The Postgraduate Loan (PGL) is a separate student-loan plan from the undergraduate Plans 1, 2, 4 and 5. It applies to Master's loans (introduced in 2016/17) and Doctoral loans (introduced in 2018/19) borrowed by students in England, Wales and Northern Ireland. Scotland operates a separate postgraduate loan system that uses Plan 4-style undergraduate thresholds.
Repayments start in the April after course completion, at 6% of earnings above £21,000 per year (£1,750 per month or £403 per week) — roughly half the £24,990 threshold of Plan 2. Crucially, PGL repayments run alongside any undergraduate plan: a graduate with both a Plan 2 and a PGL pays 9% on income above £27,295 plus 6% on income above £21,000, giving a combined 15% marginal rate in the band where both apply. Loans are written off 30 years after the April repayments begin.

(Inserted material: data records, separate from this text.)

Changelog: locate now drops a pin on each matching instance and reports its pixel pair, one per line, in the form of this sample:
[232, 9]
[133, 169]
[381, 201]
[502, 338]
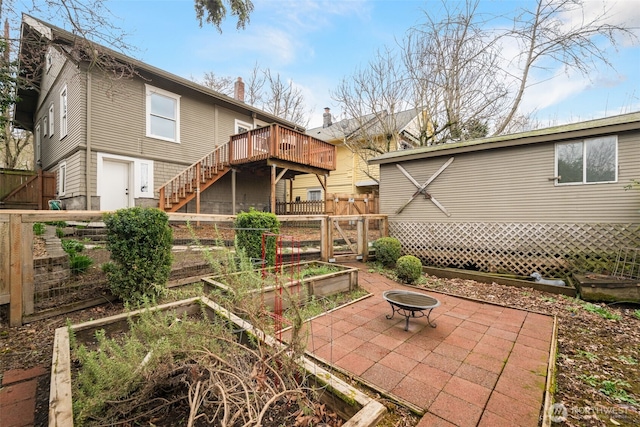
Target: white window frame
[51, 120]
[584, 161]
[64, 106]
[38, 143]
[62, 178]
[151, 90]
[239, 124]
[139, 166]
[49, 59]
[311, 191]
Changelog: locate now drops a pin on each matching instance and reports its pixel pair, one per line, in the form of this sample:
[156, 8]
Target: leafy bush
[77, 263]
[72, 246]
[80, 264]
[140, 242]
[38, 228]
[388, 250]
[250, 226]
[408, 268]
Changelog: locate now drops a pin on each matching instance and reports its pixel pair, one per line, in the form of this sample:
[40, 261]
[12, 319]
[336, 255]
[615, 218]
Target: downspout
[88, 139]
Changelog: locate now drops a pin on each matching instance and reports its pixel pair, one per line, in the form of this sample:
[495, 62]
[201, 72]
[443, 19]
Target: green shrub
[72, 246]
[38, 228]
[80, 264]
[250, 226]
[388, 250]
[140, 242]
[77, 263]
[408, 268]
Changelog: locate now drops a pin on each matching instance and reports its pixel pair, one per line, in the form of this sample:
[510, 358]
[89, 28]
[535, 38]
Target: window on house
[242, 126]
[63, 112]
[62, 179]
[163, 114]
[37, 144]
[314, 195]
[589, 161]
[51, 120]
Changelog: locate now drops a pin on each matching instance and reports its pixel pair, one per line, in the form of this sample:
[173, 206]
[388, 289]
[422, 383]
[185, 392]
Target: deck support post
[15, 275]
[233, 191]
[273, 189]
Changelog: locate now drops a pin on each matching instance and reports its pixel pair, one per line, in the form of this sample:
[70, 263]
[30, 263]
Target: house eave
[51, 32]
[608, 125]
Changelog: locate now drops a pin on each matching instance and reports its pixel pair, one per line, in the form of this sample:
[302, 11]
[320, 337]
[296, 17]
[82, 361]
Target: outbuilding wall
[508, 215]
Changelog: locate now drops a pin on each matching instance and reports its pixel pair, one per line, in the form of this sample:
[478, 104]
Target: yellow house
[356, 141]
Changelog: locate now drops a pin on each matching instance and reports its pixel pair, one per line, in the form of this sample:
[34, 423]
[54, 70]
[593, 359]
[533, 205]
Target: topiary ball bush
[408, 268]
[140, 241]
[388, 250]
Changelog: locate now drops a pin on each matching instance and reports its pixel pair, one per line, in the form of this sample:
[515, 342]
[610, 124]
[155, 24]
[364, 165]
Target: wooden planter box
[355, 407]
[599, 287]
[319, 286]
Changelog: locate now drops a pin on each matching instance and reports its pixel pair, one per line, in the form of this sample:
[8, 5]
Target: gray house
[549, 200]
[150, 138]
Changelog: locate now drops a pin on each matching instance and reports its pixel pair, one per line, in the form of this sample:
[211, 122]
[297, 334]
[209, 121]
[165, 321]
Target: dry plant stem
[195, 400]
[271, 401]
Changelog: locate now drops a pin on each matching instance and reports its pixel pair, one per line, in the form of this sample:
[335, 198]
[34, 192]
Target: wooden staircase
[191, 182]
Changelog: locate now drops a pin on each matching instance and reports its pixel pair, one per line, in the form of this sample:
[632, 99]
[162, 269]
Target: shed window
[163, 114]
[589, 161]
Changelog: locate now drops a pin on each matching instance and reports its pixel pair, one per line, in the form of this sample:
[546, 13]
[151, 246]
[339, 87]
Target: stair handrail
[192, 171]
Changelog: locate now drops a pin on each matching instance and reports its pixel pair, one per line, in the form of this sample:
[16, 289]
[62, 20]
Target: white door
[116, 184]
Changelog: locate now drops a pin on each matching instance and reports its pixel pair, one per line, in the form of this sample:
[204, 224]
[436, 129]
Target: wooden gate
[348, 236]
[351, 204]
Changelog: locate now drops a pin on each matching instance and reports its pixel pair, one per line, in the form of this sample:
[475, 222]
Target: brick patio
[483, 365]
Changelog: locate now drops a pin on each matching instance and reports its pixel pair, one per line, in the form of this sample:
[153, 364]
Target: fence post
[15, 276]
[27, 269]
[324, 239]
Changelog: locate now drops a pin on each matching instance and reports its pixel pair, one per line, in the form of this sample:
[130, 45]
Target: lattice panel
[517, 248]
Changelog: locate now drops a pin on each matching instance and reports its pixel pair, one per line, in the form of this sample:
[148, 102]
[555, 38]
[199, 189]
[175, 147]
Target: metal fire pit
[410, 304]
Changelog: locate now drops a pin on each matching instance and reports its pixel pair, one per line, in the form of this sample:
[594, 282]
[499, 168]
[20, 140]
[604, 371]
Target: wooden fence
[21, 189]
[17, 287]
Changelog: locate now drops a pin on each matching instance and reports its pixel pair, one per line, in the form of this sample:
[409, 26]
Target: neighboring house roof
[614, 124]
[346, 128]
[29, 96]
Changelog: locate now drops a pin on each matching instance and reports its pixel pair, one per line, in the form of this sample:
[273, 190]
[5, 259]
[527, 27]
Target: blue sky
[317, 43]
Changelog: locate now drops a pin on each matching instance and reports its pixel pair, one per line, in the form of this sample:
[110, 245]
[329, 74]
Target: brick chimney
[326, 118]
[238, 90]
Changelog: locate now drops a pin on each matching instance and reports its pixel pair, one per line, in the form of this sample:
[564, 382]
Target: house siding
[513, 184]
[54, 149]
[340, 181]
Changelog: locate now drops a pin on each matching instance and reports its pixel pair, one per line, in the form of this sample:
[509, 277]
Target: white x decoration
[422, 189]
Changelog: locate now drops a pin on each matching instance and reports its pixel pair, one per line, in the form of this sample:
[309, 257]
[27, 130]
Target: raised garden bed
[355, 408]
[336, 279]
[602, 287]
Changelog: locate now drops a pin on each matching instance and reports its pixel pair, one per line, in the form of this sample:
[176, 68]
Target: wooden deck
[271, 146]
[277, 142]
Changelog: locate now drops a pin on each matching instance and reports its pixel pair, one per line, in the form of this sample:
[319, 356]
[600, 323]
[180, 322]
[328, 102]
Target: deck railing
[278, 142]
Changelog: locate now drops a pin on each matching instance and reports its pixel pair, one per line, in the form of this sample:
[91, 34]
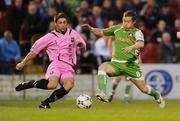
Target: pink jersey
[59, 46]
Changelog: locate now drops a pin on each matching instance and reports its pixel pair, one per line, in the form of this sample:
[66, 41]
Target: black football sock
[41, 84]
[57, 94]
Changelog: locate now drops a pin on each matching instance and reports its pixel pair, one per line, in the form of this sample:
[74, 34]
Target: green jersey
[124, 38]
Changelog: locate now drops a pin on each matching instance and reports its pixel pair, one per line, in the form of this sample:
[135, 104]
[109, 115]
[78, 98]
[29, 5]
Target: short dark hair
[60, 15]
[131, 14]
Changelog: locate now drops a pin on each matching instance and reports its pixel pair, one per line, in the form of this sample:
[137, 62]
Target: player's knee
[68, 85]
[144, 90]
[52, 84]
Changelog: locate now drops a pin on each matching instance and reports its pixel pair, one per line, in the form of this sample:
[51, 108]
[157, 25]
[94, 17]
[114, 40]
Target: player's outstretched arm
[96, 31]
[138, 45]
[28, 57]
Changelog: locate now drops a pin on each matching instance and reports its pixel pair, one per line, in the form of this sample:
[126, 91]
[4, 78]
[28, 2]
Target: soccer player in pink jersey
[60, 45]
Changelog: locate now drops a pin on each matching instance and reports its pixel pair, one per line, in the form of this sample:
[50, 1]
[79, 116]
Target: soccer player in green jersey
[128, 40]
[116, 80]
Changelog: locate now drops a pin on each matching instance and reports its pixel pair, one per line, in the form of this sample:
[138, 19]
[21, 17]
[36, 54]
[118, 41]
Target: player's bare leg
[140, 84]
[66, 85]
[51, 83]
[116, 81]
[103, 71]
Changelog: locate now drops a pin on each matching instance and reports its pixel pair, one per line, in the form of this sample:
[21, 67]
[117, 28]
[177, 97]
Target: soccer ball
[84, 101]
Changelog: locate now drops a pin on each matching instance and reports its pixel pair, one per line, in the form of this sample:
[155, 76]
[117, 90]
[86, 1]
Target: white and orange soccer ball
[84, 101]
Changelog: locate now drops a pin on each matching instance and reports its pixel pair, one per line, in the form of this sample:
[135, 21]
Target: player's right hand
[20, 66]
[87, 26]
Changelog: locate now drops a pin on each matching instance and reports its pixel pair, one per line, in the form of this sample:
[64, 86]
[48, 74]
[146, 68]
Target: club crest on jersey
[72, 39]
[130, 35]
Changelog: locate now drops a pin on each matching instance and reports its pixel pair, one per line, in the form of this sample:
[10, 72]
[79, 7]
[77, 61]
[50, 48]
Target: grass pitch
[66, 110]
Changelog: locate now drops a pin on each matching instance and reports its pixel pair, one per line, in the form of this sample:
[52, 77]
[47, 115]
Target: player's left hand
[127, 49]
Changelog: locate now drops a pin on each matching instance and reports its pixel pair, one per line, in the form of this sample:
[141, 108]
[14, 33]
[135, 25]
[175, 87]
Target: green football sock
[114, 86]
[127, 90]
[102, 81]
[153, 92]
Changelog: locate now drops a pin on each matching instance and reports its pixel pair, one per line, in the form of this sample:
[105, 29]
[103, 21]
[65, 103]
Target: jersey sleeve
[139, 36]
[109, 31]
[41, 43]
[79, 40]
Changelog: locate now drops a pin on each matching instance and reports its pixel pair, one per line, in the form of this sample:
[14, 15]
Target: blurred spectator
[32, 25]
[3, 22]
[9, 53]
[149, 53]
[60, 6]
[97, 20]
[107, 9]
[15, 18]
[85, 11]
[81, 13]
[101, 50]
[166, 49]
[87, 60]
[2, 5]
[166, 15]
[136, 6]
[157, 34]
[119, 9]
[174, 31]
[48, 17]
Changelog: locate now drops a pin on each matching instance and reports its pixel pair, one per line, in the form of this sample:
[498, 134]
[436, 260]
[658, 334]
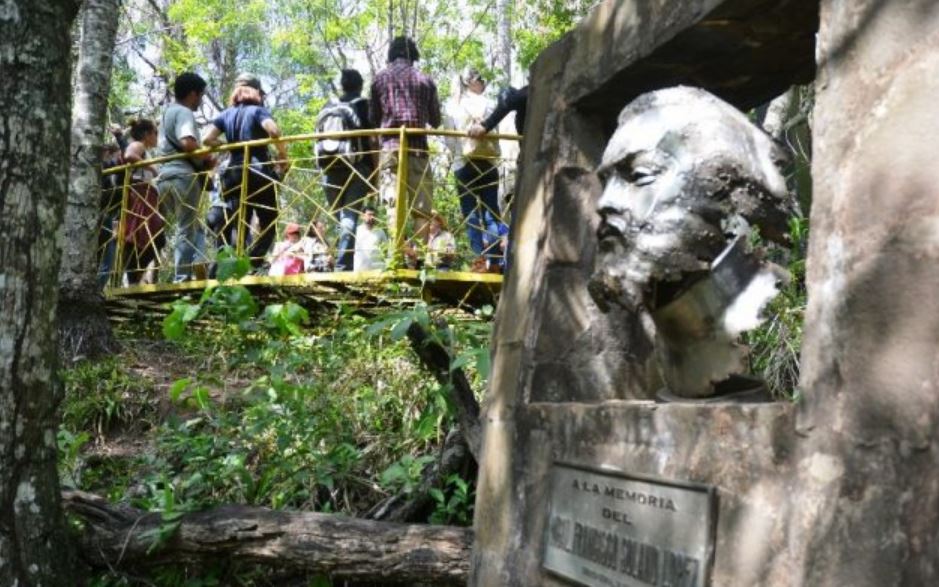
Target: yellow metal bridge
[439, 232]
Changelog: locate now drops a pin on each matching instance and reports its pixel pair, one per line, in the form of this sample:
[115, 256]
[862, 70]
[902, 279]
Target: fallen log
[342, 547]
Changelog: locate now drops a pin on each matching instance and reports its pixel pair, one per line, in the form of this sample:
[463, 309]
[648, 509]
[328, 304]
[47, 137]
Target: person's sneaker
[479, 265]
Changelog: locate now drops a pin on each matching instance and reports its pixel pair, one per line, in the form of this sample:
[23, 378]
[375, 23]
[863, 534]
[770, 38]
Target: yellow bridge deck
[317, 291]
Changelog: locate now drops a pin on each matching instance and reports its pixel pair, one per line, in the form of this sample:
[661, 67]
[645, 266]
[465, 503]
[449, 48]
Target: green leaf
[178, 387]
[401, 328]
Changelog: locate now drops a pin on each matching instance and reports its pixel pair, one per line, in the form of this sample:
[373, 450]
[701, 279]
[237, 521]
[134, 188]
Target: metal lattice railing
[160, 228]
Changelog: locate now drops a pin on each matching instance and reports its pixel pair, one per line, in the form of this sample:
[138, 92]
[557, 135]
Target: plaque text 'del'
[610, 529]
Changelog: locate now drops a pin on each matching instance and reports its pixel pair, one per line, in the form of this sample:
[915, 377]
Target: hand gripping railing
[157, 227]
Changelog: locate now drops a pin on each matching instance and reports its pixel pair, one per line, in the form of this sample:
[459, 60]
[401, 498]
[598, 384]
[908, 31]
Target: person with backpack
[180, 183]
[403, 96]
[348, 163]
[247, 119]
[143, 226]
[475, 167]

Worked example: Hannah graduated from her PhD in 2025, started a £45,000 job in October 2025 and ticked the PGL repayment box on her starter checklist. From April 2026 (the first April after course completion) her employer deducts PGL at 6% × (£45,000 − £21,000) / 12 = £120 a month. She also has a Plan 2 undergraduate loan, deducted at 9% × (£45,000 − £27,295) / 12 = £133 a month. Combined student-loan deduction is £253 a month, shown as two separate negative lines on her payslip ('SL — Plan 2' and 'PGL'). PGL is HMRC-administered through PAYE in the same way as other student loans; on year-end reconciliation the cumulative liability is reported via FPS and matched against SLC's records.